Mark Carney is committing enormous sums of public money with little explanation, in ways that neither Justin Trudeau nor most other prime ministers before him could have gotten away with.
It can be easy to look past, because of the financial gravitas that Carney carries.
Easy, too, because his spending spree this summer has mostly involved priorities — fossil-fuel infrastructure, defence — that don’t tend to invite noisy criticism from fiscally conservative chattering classes in the same way as social investments. And it’s broadly been in line with a national appetite for spending to bolster economic sovereignty and national unity, and to decrease reliance on the United States.
But there’s too much at stake, in the bets he’s placing on the country’s future, for the just-trust-me style in which he’s rolled out recent announcements.
If you’re looking for warning signs along those lines, there could scarcely be a better example than what we’ve thus far learned — and not learned — about plans around a new west-coast oil pipeline.
It requires some chutzpah to abruptly pivot from backing a project of this scale if it’s privately funded to partnering with the government of Alberta to pay for almost the whole thing, without forthrightly explaining why the calculus has changed.
It takes even more to provide no federal estimates for what this will cost (seemingly about $20 billion for each government, based on what Alberta had to say), nor a serious explanation for the business case.
Read the announcement, and you’ll find some almost comically inflated economic benefits claims, like “up to 140,000 jobs” being created during construction and operation. What you won’t find is, say, what gives Carney confidence that there will be enough new oil-sands production to fill the pipeline’s capacity of one million barrels daily.
Nor will you find any detail whatsoever, in the announcement or since, about a passingly mentioned agreement between the two governments and the oil-sands giants to advance the Pathways series of carbon-capture investments that Carney has maintained is a pipeline prerequisite. So we’re left to wonder, for now, whether (atop capital subsidies for Pathways to which Ottawa has already committed) taxpayers are taking on roughly $15 billion in revenue risks that the companies have to this point signaled they want no part of.
Then there’s the roughly $20 billion in spending commitments to B.C. (an estimate that again came more from the province than the feds) to get Premier David Eby to go along with the new pipeline through his province’s south.
Some of those promises, notably $10 billion for upgrades to the Roberts Bank port that vastly exceeds previous estimates of what’s needed there, are at least somewhat tied to the pipeline plan.
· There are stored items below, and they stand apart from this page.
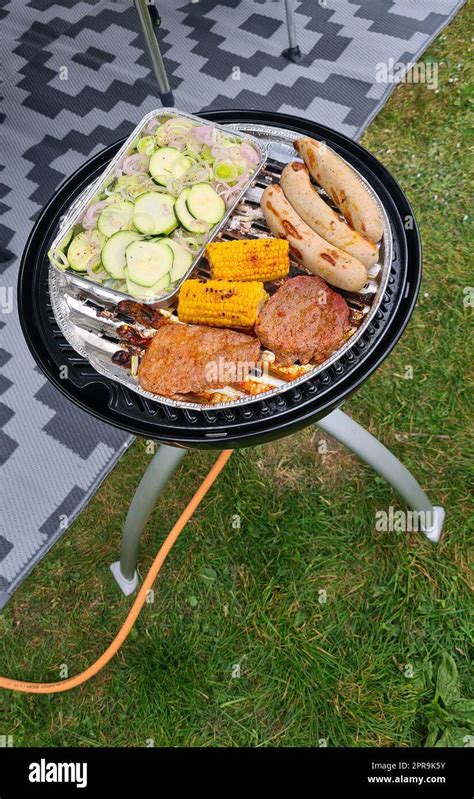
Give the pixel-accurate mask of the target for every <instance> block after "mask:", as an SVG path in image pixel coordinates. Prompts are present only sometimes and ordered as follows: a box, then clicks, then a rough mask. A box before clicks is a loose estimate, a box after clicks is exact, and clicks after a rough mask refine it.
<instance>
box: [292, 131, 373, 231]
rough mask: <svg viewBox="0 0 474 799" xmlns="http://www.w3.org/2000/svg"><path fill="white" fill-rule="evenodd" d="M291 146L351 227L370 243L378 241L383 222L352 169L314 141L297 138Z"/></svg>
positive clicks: (335, 155)
mask: <svg viewBox="0 0 474 799" xmlns="http://www.w3.org/2000/svg"><path fill="white" fill-rule="evenodd" d="M294 147H295V150H296V151H297V152H298V153H299V154H300V155H301V157H302V159H303V161H304V162H305V164H306V166H307V167H308V169H309V171H310V173H311V175H312V176H313V178H314V179H315V180H316V181H317V182H318V183H319V185H320V186H322V187H323V189H324V190H325V191H327V193H328V194H329V196H330V197H331V198H332V199H333V200H334V202H335V204H336V205H337V207H338V208H339V209H340V210H341V212H342V213H343V214H344V216H345V218H346V219H347V221H348V222H349V224H350V226H351V227H352V228H354V230H358V231H359V233H363V234H364V235H365V236H368V237H369V239H371V240H372V241H380V239H381V238H382V236H383V221H382V216H381V213H380V210H379V207H378V205H377V203H376V202H375V200H374V199H373V198H372V197H371V196H370V194H369V192H368V191H367V189H366V188H365V186H364V185H363V184H362V183H361V182H360V180H359V179H358V177H357V175H356V174H355V172H354V171H353V170H352V169H351V167H350V166H349V165H348V164H346V163H345V162H344V161H343V160H342V158H339V156H338V155H336V153H335V152H334V151H333V150H331V149H330V148H329V147H328V146H327V145H326V144H325V143H322V142H318V141H315V140H314V139H297V140H296V141H295V142H294Z"/></svg>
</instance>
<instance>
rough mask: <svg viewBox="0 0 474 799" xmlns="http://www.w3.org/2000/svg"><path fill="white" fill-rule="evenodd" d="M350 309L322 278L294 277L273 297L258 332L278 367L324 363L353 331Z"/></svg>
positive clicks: (280, 289) (260, 315)
mask: <svg viewBox="0 0 474 799" xmlns="http://www.w3.org/2000/svg"><path fill="white" fill-rule="evenodd" d="M350 327H351V325H350V322H349V306H348V305H347V303H346V301H345V300H344V298H343V297H341V295H340V294H337V293H336V292H335V291H333V290H332V289H330V288H329V286H328V285H327V284H326V283H325V282H324V280H322V279H321V278H320V277H309V276H308V277H306V276H303V275H302V276H301V277H294V278H291V279H290V280H287V281H286V282H285V283H284V284H283V285H282V286H281V287H280V288H279V289H278V291H276V292H275V294H274V295H273V296H272V297H270V299H269V300H268V302H267V303H266V305H265V306H264V308H263V311H262V312H261V314H260V316H259V318H258V321H257V324H256V327H255V331H256V333H257V335H258V337H259V339H260V341H261V342H262V344H263V345H264V346H265V347H267V348H268V349H269V350H272V352H274V353H275V355H276V356H277V358H278V361H279V363H281V364H283V365H287V364H290V363H294V362H295V361H299V362H300V363H302V364H304V363H316V364H318V363H321V362H322V361H323V360H325V359H326V358H327V357H328V356H329V355H330V354H331V353H332V352H334V350H336V349H337V348H338V347H340V345H341V344H342V343H343V341H344V339H345V338H346V336H347V333H348V332H349V330H350Z"/></svg>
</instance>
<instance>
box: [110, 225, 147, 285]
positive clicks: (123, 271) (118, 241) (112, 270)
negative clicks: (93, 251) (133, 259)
mask: <svg viewBox="0 0 474 799" xmlns="http://www.w3.org/2000/svg"><path fill="white" fill-rule="evenodd" d="M140 238H141V236H140V234H139V233H134V232H133V231H132V230H119V232H118V233H114V235H113V236H111V237H110V239H108V241H106V242H105V244H104V247H103V250H102V263H103V265H104V266H105V268H106V270H107V272H108V273H109V275H110V276H111V277H113V278H115V279H116V280H120V278H123V277H124V269H125V266H126V265H127V259H126V257H125V250H126V248H127V247H128V245H129V244H131V243H132V241H137V240H138V239H140Z"/></svg>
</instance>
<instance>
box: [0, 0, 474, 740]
mask: <svg viewBox="0 0 474 799" xmlns="http://www.w3.org/2000/svg"><path fill="white" fill-rule="evenodd" d="M467 15H468V12H467V10H466V9H464V10H463V11H462V13H461V14H460V15H459V16H458V17H457V19H456V20H455V21H454V22H453V23H452V24H451V25H450V27H449V28H448V29H447V30H446V32H445V33H444V34H443V35H442V36H441V37H440V38H439V39H438V40H437V42H436V43H435V44H434V46H433V47H432V48H431V49H430V51H429V52H428V53H427V54H426V55H425V58H430V59H431V60H435V61H437V62H439V64H440V67H439V69H440V72H439V77H440V86H439V91H438V92H436V93H435V92H434V91H430V90H428V89H427V88H426V86H423V85H408V84H407V85H402V86H400V87H398V88H397V90H396V92H395V93H394V94H393V95H392V97H391V98H390V100H389V102H388V104H387V106H386V107H385V109H384V110H383V111H382V112H381V114H380V115H379V116H378V118H377V119H376V120H375V122H374V123H373V124H372V125H371V127H370V130H369V131H368V133H367V134H366V136H365V137H364V140H363V143H364V144H365V145H366V146H367V147H368V148H369V149H370V150H372V151H373V152H374V153H375V154H376V155H377V156H378V157H379V158H380V159H381V160H382V161H383V162H384V163H385V164H386V165H387V166H388V168H389V169H391V170H392V171H393V173H394V175H395V176H396V177H397V178H398V179H399V181H400V183H401V184H402V186H403V188H404V189H405V190H406V192H407V194H408V197H409V198H410V200H411V202H412V203H413V207H414V209H415V212H416V215H417V218H418V220H419V223H420V225H421V231H422V237H423V244H424V270H425V272H424V282H423V286H422V291H421V294H420V300H419V302H418V306H417V309H416V312H415V314H414V316H413V318H412V321H411V322H410V325H409V327H408V329H407V331H406V332H405V334H404V336H403V339H402V341H401V342H400V344H399V345H398V347H397V348H396V349H395V351H394V352H393V353H392V355H391V356H390V358H389V359H388V360H387V361H386V362H385V364H384V365H383V367H382V368H381V369H380V370H378V371H377V373H376V374H375V375H374V376H373V377H372V378H371V379H370V380H369V381H368V383H366V384H365V385H364V386H363V387H362V389H361V390H360V391H359V392H358V393H357V394H356V395H355V396H354V397H353V398H352V399H351V400H350V401H349V402H348V403H347V404H346V407H345V410H346V411H347V412H349V413H350V414H351V415H353V416H354V417H355V418H356V419H358V420H359V421H360V422H361V423H362V424H363V425H364V426H365V427H367V428H368V429H370V430H371V431H372V432H373V433H374V434H375V435H376V436H378V437H380V438H381V439H382V440H383V441H384V442H385V443H386V444H387V445H388V446H389V447H390V448H391V449H392V450H393V451H394V452H395V454H396V455H397V456H399V457H400V458H401V459H402V460H403V462H404V463H405V464H406V465H407V466H408V468H410V469H412V470H413V471H414V472H415V474H416V475H417V476H418V478H419V480H420V482H421V484H422V486H423V487H424V488H425V489H426V490H427V491H428V493H429V495H430V496H431V497H432V498H433V499H434V500H436V502H438V503H441V504H443V505H444V506H445V507H446V508H447V511H448V517H447V522H446V532H445V537H444V539H443V541H442V543H441V544H440V545H439V546H438V547H434V546H433V545H431V544H430V543H429V542H428V541H426V540H425V539H424V538H423V537H422V536H421V535H420V534H418V533H412V534H410V533H379V532H376V531H375V511H376V510H381V509H382V510H383V509H387V508H388V507H389V506H390V505H393V506H395V507H396V508H400V507H403V505H402V504H401V501H400V500H399V498H398V497H397V496H396V495H395V494H394V492H393V491H392V490H391V489H390V488H389V487H388V486H387V484H386V483H385V482H384V481H383V480H381V479H378V478H377V477H375V475H374V474H373V472H371V470H370V469H368V468H366V467H365V466H362V465H361V464H360V463H359V462H358V461H357V460H356V459H355V458H354V457H352V456H351V455H349V454H348V453H347V452H346V451H345V450H343V449H342V448H341V447H339V446H337V445H336V444H335V442H333V441H331V442H329V443H330V449H331V450H334V452H332V453H331V454H328V455H326V456H322V455H321V454H320V453H319V451H318V441H319V439H320V438H323V436H322V434H320V433H319V432H318V431H316V433H315V432H314V430H310V429H309V430H306V431H304V432H302V433H300V434H298V435H295V436H293V437H292V438H291V439H285V440H282V441H280V442H276V443H274V444H270V445H267V446H265V447H259V448H256V449H251V450H245V451H240V452H237V453H235V454H234V455H233V457H232V459H231V461H230V463H229V465H228V466H227V468H226V470H225V471H224V473H223V474H222V475H221V477H220V478H219V480H218V481H217V483H216V484H215V486H214V487H213V489H212V491H211V493H210V495H209V496H208V497H207V498H206V500H205V501H204V502H203V504H202V506H201V508H200V509H199V510H198V512H197V513H196V514H195V516H194V518H193V520H192V521H191V522H190V523H189V524H188V526H187V528H186V531H185V532H184V534H183V536H182V537H181V539H180V540H179V542H178V544H177V545H176V547H175V549H174V550H173V552H172V554H171V556H170V558H169V560H168V561H167V563H166V564H165V567H164V568H163V571H162V573H161V575H160V577H159V579H158V581H157V583H156V586H155V596H154V602H153V603H150V604H147V605H146V606H145V609H144V611H143V613H142V615H141V617H140V619H139V622H138V623H137V626H136V628H135V630H134V632H133V635H132V637H131V638H130V639H129V640H128V642H127V643H126V644H125V646H124V647H123V649H122V650H121V652H120V654H119V655H118V656H117V657H116V658H115V659H114V660H113V661H112V663H111V664H110V665H109V666H108V667H107V668H106V669H105V670H104V671H103V672H102V673H101V674H100V675H99V676H98V677H96V678H95V679H93V680H92V681H91V682H89V683H87V684H86V685H84V686H83V687H81V688H80V689H77V690H75V691H73V692H71V693H68V694H65V695H60V696H53V697H28V696H23V695H13V694H7V693H2V694H1V696H0V702H1V705H0V712H1V715H0V735H1V734H5V735H12V736H13V738H14V745H15V746H35V745H36V746H55V745H56V746H75V745H84V746H89V745H90V746H104V745H112V746H145V745H146V744H147V741H148V742H149V741H150V739H152V740H153V741H154V743H155V745H157V746H158V745H173V746H179V745H185V746H206V745H210V746H245V745H247V746H269V745H271V746H284V745H287V746H296V745H301V746H317V745H318V743H319V742H320V739H325V741H327V743H328V745H329V746H344V745H346V746H371V745H375V746H390V745H400V746H416V745H420V744H422V743H423V741H424V739H425V737H426V718H425V714H424V711H423V705H424V704H426V702H428V701H429V700H430V699H431V697H432V693H433V687H432V682H431V680H430V676H429V671H430V664H431V666H436V665H437V663H438V661H439V657H440V654H441V652H442V651H443V649H446V650H448V651H449V652H450V653H452V655H453V657H454V658H455V660H456V663H457V665H458V668H459V671H460V674H461V680H462V690H463V694H464V695H467V694H468V693H469V685H468V666H469V624H470V619H469V614H468V610H469V588H468V581H469V575H470V572H469V567H468V540H469V520H470V517H469V489H468V471H469V454H470V452H469V439H468V433H467V427H466V426H467V423H468V421H469V418H470V414H469V403H468V393H467V392H468V384H467V378H466V375H467V373H468V370H469V362H470V360H469V352H468V349H469V334H468V325H469V321H470V318H471V317H470V315H471V314H472V309H469V308H465V307H464V306H463V291H464V288H465V287H466V286H469V285H472V277H471V278H470V277H469V275H468V272H467V265H468V255H469V254H470V252H468V245H467V229H468V223H469V220H468V219H467V218H466V217H467V216H469V215H470V203H469V192H468V187H469V150H468V146H467V134H468V128H469V125H468V121H467V118H466V106H467V96H466V95H467V89H466V85H467V64H466V62H467V60H468V25H467V19H468V16H467ZM453 78H455V80H452V79H453ZM408 365H412V366H413V379H411V380H410V379H404V377H403V376H404V374H405V369H406V367H407V366H408ZM150 457H151V456H150V454H148V453H147V452H146V446H145V442H144V441H141V440H137V441H136V442H135V444H134V446H133V447H132V448H131V450H130V451H129V452H128V453H127V454H126V455H125V456H124V457H123V458H122V460H121V461H120V463H119V464H118V466H117V468H116V469H115V470H114V472H113V474H112V475H111V476H110V477H109V478H108V480H107V481H106V483H105V484H104V485H103V487H102V488H101V490H100V491H99V492H98V494H97V495H96V497H95V498H94V500H93V501H92V502H91V503H90V505H89V506H88V508H87V509H86V510H85V511H84V512H83V513H82V515H81V517H80V519H78V521H76V523H75V524H74V525H73V527H72V528H71V529H70V530H69V532H68V533H67V534H66V535H64V536H63V538H62V539H61V541H60V542H59V543H58V544H56V545H55V546H54V548H53V549H52V551H51V552H50V553H49V554H48V556H47V557H46V558H45V559H44V560H43V561H42V562H41V563H40V565H39V566H38V567H37V568H36V569H35V571H34V572H33V574H32V575H31V576H30V577H29V578H28V579H27V580H26V581H25V583H24V584H23V585H22V586H21V588H20V589H19V590H18V591H17V593H16V594H15V595H14V598H13V599H12V601H11V602H10V604H9V605H8V606H7V608H6V609H5V610H4V612H3V613H2V615H0V634H1V643H0V673H2V674H5V675H9V676H11V677H17V678H20V677H21V678H30V679H34V680H45V681H51V680H57V679H58V677H59V674H60V667H61V664H66V665H67V667H68V669H69V674H70V675H73V674H75V673H77V672H79V671H80V670H82V669H84V668H85V667H86V666H87V665H89V664H90V663H91V662H92V661H93V660H94V659H95V658H96V657H97V656H98V655H99V654H100V653H101V652H102V651H103V649H105V647H106V645H107V644H108V643H109V641H110V640H111V639H112V637H113V635H114V634H115V632H116V630H117V629H118V627H119V626H120V624H121V622H122V621H123V619H124V618H125V615H126V612H127V609H128V607H129V605H130V600H128V599H125V598H122V597H121V596H120V594H119V593H118V591H117V588H116V585H115V583H114V582H113V579H112V577H111V575H110V573H109V570H108V566H109V564H110V562H111V561H112V560H115V559H116V556H117V550H118V546H119V538H120V528H121V524H122V521H123V518H124V514H125V512H126V509H127V506H128V503H129V502H130V499H131V497H132V495H133V491H134V489H135V486H136V484H137V482H138V480H139V478H140V475H141V474H142V472H143V470H144V468H145V466H146V464H147V463H148V461H149V459H150ZM214 458H215V455H213V454H211V453H200V452H191V453H189V454H188V455H187V456H186V459H185V461H184V465H183V466H182V467H181V469H180V470H179V472H178V473H177V475H176V477H175V479H174V482H173V483H172V486H171V487H170V488H168V490H167V492H166V494H165V495H164V496H163V499H162V500H161V501H160V503H159V506H158V508H157V509H156V512H155V513H154V515H153V517H152V520H151V522H150V524H149V526H148V529H147V533H146V536H145V538H144V541H143V546H142V555H141V566H140V567H141V573H142V575H143V574H145V573H146V570H147V568H148V566H149V564H150V562H151V559H152V556H153V554H154V553H155V552H156V550H157V549H158V547H159V545H160V542H161V541H162V539H163V537H164V535H165V534H166V532H167V531H168V529H169V528H170V526H171V524H172V521H173V520H174V519H176V518H177V516H178V514H179V511H180V509H181V508H182V507H183V505H184V503H185V502H186V500H187V498H188V497H189V496H190V494H191V493H192V492H193V491H194V490H195V489H196V488H197V486H198V484H199V482H200V480H201V477H202V476H203V475H204V473H205V472H206V471H207V469H208V468H209V466H210V464H211V463H212V462H213V460H214ZM234 514H239V515H240V519H241V527H240V529H234V527H233V526H232V519H233V516H234ZM471 529H472V517H471ZM322 592H326V593H325V594H324V593H322ZM324 599H326V601H322V600H324ZM238 663H240V668H241V672H240V674H241V676H240V677H233V676H232V675H233V671H234V673H235V664H238ZM407 666H411V667H412V669H413V674H414V676H413V677H412V678H409V677H407V676H405V674H406V673H407Z"/></svg>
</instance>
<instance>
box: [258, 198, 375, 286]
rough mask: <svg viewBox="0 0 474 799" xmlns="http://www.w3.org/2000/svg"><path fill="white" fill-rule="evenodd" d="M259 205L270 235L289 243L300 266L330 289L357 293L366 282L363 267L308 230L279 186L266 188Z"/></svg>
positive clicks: (346, 255)
mask: <svg viewBox="0 0 474 799" xmlns="http://www.w3.org/2000/svg"><path fill="white" fill-rule="evenodd" d="M261 205H262V211H263V213H264V216H265V219H266V220H267V224H268V227H269V228H270V230H271V231H272V233H273V234H274V235H275V236H278V238H280V239H287V240H288V242H289V244H290V251H291V252H292V253H293V255H294V256H295V257H296V258H297V259H298V261H300V262H301V263H302V264H303V266H305V267H306V268H307V269H309V271H310V272H313V273H314V274H315V275H319V276H320V277H322V278H324V280H327V282H328V283H330V284H331V285H332V286H337V287H338V288H341V289H346V290H347V291H360V289H361V288H362V287H363V286H364V284H365V283H366V281H367V270H366V268H365V266H364V264H362V263H361V262H360V261H358V260H357V258H353V257H352V255H349V254H348V253H346V252H343V250H340V249H339V248H338V247H334V245H332V244H328V242H327V241H324V239H322V238H321V236H318V234H317V233H315V231H314V230H311V228H310V227H309V225H307V224H306V222H303V220H302V219H301V218H300V217H299V216H298V214H297V213H296V211H295V210H294V209H293V208H292V206H291V205H290V203H289V202H288V200H287V199H286V197H285V195H284V194H283V189H282V188H281V186H280V185H279V184H278V183H277V184H273V185H272V186H267V188H266V189H265V191H264V192H263V194H262V199H261Z"/></svg>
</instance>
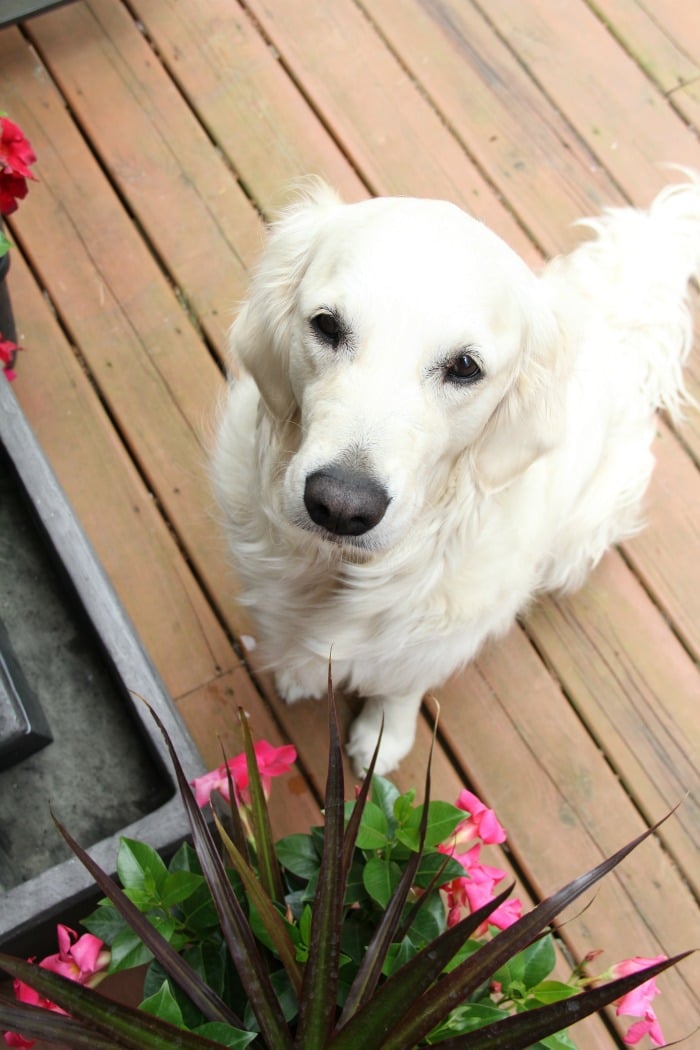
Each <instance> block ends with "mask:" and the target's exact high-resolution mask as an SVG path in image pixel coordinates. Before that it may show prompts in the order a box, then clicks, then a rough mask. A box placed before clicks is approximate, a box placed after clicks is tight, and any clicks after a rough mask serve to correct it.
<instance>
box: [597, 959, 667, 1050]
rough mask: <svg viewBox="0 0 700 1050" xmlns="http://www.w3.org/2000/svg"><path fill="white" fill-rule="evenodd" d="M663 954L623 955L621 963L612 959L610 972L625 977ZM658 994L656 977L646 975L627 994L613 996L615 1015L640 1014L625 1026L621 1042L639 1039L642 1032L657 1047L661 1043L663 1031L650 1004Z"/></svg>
mask: <svg viewBox="0 0 700 1050" xmlns="http://www.w3.org/2000/svg"><path fill="white" fill-rule="evenodd" d="M665 958H666V957H665V955H655V957H654V959H644V958H642V957H641V955H635V957H634V958H633V959H623V960H622V962H621V963H615V965H614V966H612V967H611V969H610V973H611V975H612V976H613V978H625V976H628V975H629V974H630V973H637V971H638V970H643V969H644V967H645V966H652V965H653V964H654V963H660V962H662V961H663V960H664V959H665ZM658 994H659V989H658V988H657V987H656V979H655V978H650V980H649V981H644V983H643V984H640V985H638V986H637V987H636V988H633V989H632V991H629V992H628V993H627V995H622V996H621V997H620V999H617V1000H615V1006H616V1007H617V1010H616V1012H617V1015H618V1016H620V1015H624V1016H628V1017H640V1018H641V1020H640V1021H637V1022H635V1024H634V1025H632V1026H631V1027H630V1028H629V1029H628V1032H627V1034H625V1036H624V1042H625V1043H627V1044H628V1045H629V1046H634V1045H635V1044H636V1043H639V1041H640V1039H641V1038H642V1037H643V1036H644V1035H649V1037H650V1038H651V1041H652V1043H655V1044H656V1046H658V1047H660V1046H663V1044H664V1043H665V1039H664V1037H663V1032H662V1031H661V1028H660V1026H659V1022H658V1020H657V1016H656V1013H655V1012H654V1008H653V1006H652V1000H653V999H654V996H655V995H658Z"/></svg>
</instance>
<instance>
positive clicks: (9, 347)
mask: <svg viewBox="0 0 700 1050" xmlns="http://www.w3.org/2000/svg"><path fill="white" fill-rule="evenodd" d="M21 349H22V348H21V346H18V345H17V343H16V342H13V341H12V339H3V338H2V332H0V369H2V370H3V371H4V373H5V376H6V378H7V379H10V380H12V379H14V378H15V371H14V369H13V364H14V363H15V354H16V353H17V351H18V350H21Z"/></svg>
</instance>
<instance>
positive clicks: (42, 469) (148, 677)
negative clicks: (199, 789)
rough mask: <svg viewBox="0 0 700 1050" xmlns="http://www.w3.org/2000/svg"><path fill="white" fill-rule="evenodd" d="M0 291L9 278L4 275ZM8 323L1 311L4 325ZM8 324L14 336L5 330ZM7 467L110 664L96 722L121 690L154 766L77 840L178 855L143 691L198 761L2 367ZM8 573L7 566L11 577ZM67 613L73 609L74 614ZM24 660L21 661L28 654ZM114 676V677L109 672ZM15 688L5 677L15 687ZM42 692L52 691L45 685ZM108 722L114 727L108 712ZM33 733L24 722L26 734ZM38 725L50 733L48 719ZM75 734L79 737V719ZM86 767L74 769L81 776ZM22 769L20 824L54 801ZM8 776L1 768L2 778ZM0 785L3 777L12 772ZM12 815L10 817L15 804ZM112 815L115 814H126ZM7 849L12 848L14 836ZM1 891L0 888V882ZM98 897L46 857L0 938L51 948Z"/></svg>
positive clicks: (107, 858)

Others, like $3.5 billion for a northern power-transmission line or $500 million toward a copper mine or $630 million for child care, bear no direct relation. None had the detail that might have been expected, had they not all been lumped together concurrent with the pipeline announcement with Danielle Smith.
It was almost as though the aim was to reach as high a dollar figure as possible in a single day, which wouldn’t be entirely out of keeping with how Carney is approaching other targets as well.
We’ve belatedly reached a near-unanimous national consensus to spend more on our military after decades of neglect. But normally, that would start from a position of need, with an aim to address shortcomings — in personnel and pay, facilities, equipment — as efficiently as possible.
Instead, in the interest of meeting NATO targets (3.5 or 5 per cent of GDP by 2035, depending how you slice it) that other countries are embracing with varying degree of seriousness, the government seems to be starting from a desired spending total and working backwards.
That approach contributes to questions like whether we’re going to wind up with more submarines than we need as warfare is increasingly conducted through new technologies.
It also might lead us back to an instructive comparison with Carney’s predecessor.
Imagine that Trudeau had announced he was going to spend an extra $50 billion per year to fight climate change — he couldn’t say exactly how, or on what, but it was international obligation. Then each new expenditure was touted as getting dollars out the door as quickly as possible to achieve it.
If he would’ve been laughed out of Ottawa, as seems likely, then maybe we should reserve at least a hint of that skepticism for Carney now.
Canada isn’t facing a government debt crisis the same way some other western countries are. And there’s something to be said for Carney’s attempt to focus new spending mostly on capital investments that could eventually pay back, rather than operational ones.
But not all investments, even if they’re toward long-term goals that most Canadians agree upon, are of equal value.
And every billion dollars that’s committed today could constrain Ottawa’s ability to spend tomorrow — whether it’s to address social needs of an aging population, steer our workforce through the rise of AI and other technological shifts, compete in emerging industries, or build other infrastructure.
The capacity isn’t limitless, and the benefit of the doubt shouldn’t be either. The more that Carney locks us into choices, the more we should demand better from him in justifying that they’re the right ones.